I understand why anonymous subs are required in certain contexts such as dealing with shared variables (when an anonymous sub is declared inside another sub), but unless I'm missing something, I just don't see the point of using any sort of function reference. It seems like we should just call the functions outright and the code would look much nicer/more organized.

Please tell me I'm wrong. I'd love to have a good reason to use these things.

Thanks in advance.

Was it helpful?

Solution 2

Object-oriented methods are very much akin to anonymous subroutines. Polymorphism means that an object's methods can change without the calling code having to do lookups manually to see what routine to run. And that's VERY useful.

Also, think about perl's sort. Why set up a named routine just for a simple sort method? Ditto map and grep.

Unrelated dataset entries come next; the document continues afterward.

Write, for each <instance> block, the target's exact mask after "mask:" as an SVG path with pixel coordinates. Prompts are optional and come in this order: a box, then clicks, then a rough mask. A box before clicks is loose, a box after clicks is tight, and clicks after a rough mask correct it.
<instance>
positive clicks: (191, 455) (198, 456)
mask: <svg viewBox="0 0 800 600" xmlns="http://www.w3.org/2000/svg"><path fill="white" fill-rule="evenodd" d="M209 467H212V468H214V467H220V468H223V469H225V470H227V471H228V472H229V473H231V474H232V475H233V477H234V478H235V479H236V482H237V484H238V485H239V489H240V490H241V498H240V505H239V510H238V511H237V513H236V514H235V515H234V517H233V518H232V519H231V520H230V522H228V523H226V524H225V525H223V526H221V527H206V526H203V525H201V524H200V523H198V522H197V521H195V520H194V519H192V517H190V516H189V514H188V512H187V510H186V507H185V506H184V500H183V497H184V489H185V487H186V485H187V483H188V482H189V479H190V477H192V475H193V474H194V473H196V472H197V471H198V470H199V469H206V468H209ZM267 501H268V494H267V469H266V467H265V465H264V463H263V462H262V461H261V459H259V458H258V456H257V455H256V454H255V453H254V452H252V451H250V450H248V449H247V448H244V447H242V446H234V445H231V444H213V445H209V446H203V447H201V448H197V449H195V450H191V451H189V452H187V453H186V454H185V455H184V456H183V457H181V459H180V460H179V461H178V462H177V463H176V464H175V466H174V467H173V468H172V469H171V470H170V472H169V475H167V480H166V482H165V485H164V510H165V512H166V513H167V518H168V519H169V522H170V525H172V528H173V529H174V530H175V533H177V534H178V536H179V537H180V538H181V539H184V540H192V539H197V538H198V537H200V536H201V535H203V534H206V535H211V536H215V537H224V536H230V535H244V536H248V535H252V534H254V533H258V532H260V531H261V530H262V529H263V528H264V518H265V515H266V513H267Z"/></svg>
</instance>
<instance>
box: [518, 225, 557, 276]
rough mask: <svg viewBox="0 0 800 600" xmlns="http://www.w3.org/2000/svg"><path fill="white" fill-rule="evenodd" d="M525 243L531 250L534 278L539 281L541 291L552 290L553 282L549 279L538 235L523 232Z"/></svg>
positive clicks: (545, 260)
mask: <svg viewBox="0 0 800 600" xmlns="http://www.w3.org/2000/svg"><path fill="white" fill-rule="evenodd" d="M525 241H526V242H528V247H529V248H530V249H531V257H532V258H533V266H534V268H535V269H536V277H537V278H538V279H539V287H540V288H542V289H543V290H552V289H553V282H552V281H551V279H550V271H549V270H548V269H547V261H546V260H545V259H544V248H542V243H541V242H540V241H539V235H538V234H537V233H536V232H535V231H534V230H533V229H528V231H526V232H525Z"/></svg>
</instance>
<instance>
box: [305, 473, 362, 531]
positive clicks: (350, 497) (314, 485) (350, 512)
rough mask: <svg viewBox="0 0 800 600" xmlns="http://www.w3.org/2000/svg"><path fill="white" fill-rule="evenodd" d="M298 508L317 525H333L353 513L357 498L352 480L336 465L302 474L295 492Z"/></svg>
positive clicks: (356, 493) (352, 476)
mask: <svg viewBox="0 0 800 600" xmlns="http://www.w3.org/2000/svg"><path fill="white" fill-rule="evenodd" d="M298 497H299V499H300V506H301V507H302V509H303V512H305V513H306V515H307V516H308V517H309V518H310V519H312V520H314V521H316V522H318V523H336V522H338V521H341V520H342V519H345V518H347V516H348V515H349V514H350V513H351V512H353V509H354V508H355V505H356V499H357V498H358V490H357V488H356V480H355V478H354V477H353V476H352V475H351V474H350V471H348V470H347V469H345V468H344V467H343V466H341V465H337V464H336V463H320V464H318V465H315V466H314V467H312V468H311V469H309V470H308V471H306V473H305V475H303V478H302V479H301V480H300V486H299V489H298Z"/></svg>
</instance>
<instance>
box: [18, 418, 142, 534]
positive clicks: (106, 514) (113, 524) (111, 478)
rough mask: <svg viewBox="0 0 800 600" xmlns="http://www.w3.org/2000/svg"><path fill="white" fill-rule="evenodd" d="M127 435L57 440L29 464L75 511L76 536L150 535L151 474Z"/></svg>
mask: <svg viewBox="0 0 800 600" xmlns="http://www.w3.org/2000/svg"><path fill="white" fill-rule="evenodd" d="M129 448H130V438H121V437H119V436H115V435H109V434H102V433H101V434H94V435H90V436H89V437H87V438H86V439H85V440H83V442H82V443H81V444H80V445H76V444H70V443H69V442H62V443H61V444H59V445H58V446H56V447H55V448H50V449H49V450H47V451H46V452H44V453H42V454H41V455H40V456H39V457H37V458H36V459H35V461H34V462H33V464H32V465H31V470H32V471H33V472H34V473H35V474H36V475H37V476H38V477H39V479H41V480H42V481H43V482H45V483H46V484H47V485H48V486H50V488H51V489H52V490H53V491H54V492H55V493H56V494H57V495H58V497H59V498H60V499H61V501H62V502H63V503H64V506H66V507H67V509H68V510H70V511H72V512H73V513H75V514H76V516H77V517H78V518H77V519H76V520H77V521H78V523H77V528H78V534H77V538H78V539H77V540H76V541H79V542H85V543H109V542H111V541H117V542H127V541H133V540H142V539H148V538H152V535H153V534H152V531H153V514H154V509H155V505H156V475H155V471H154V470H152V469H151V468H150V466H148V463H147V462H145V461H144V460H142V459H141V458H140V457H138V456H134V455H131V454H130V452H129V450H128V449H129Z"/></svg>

As well, iterators are very useful. Also, think about storing a routine that can be resolved later, rather than only being able to store a static value.

In the end, if you don't want to store anonymous routines (or even references to routines) that's your business. But having the option is way better than not having it.

OTHER TIPS

A dispatch table is useful for dynamically determining steps to take based on some value:

my %disp = (
   foo => sub { 'foo' },
   bar => sub { 'bar' },
);

my $cmd = get_cmd_somehow();
if (defined $disp{$cmd}) {
  $disp{$cmd}->(@args)
} else {
  die "I don't know how to handle $cmd"
}

(Method dispatch via ->can($method) is conceptually similar, but more flexible and the details are hidden.)

Anonymous functions and lexical closure has many other uses; perhaps look deeper into "higher-order functions." (Think about map()/grep(), for example.)